While the above explanations position girls' violence as a response to gender inequalities (i.e., patriarchy), others have wondered whether and how economic distress, political alienation, and racism also influence female violence and crime. For example, Miller (2001, 10) notes that gender's "significance is variable," meaning that some female crime (including violence) is motivated by gender and some "likely results from the same factors that motivate men," including racial, political, and economic alienation (see also Simpson 1989, 1991). Because scholars acknowledge that gender is not the only system of oppression faced by working and lower-class women and girls of color, critical criminologists and legal scholars (Belknap 2015; Burgess-Proctor 2006; Crenshaw 1991; Chesney-Lind and Morash 2013; Pyke and Johnson 2003; Richie 2012) have called for "multiple oppressions" explanations of female crime and violence.
Multiple oppressions theories articulate how gender operates in relation with other systematic inequalities like racism and classism. It is important to note that age, nationality, sexuality, and cognitive and physical abilities (to name a few) are also important vectors of inequalities in the lives of youth.
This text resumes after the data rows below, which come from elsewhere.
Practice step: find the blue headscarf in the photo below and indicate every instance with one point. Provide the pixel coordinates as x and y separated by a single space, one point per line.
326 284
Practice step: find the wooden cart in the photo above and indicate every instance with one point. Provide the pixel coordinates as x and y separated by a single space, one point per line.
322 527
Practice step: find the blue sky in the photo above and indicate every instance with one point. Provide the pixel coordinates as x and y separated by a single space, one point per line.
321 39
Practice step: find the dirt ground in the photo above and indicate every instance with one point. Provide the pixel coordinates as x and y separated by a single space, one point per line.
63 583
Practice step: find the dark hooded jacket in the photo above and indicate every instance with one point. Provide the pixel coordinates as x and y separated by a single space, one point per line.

When writing about multiple inequalities, scholars often use the terms "in relation" or "relational oppressions." Here, scholars often mean that systems of inequalities are linked, with one dimension of inequality (like gender) depending on and working in relation with other systems (like race, class, or sexuality) to distribute power, resources, advantages, and privileges (Burgess-Proctor 2006). Also, all systems are linked within structural, political, ideological, institutional, and interpersonal social systems. Making the image even more complex, these multiple oppressions operate on individual, interpersonal, community, state, and national levels (see Richie 2012, 133). One can also say that they are global, as they are forces that are not contained within national boundaries.
Girls' violence researchers have used the multiple oppressions framework in particular ways. For example, Jones (2004, 2008, 2010), Leitz (2003), and Ness (2004, 2010) advance an "alternative femininities" argument to explain girls' violence. Ness (2004, 37) argues that poor girls of color living in the inner city can "selectively appropriate" middle-class and White femininity norms (which eschew violence) and place them "alongside values that more closely fit their lives." In this view, how femininity is enacted is flexible, and violent girls can enact their own brand of tough and formidable femininity in the face of multiple forms of injustice.
Richie's (2012) work on Black women, violence, and the criminal justice system advances two important ideas that help theorize multiple oppressions and women's experiences. First, she notes that "White patriarchy imparts racial hierarchy on Black bodies" (128). For Black women, the outcome is "uniquely disparaging images of Black women's sexuality." Here, racism functions through the control of "othered" bodies and especially through the regulation of female sexuality. Richie also notes that distance from hegemonic ideals of sexuality, age, class, race, and gender translates into a set of complicated realities in everyday life. In other words, the more distant one is from the dominant hegemonic norms, the more complicated and contingent a person's life and life chances become.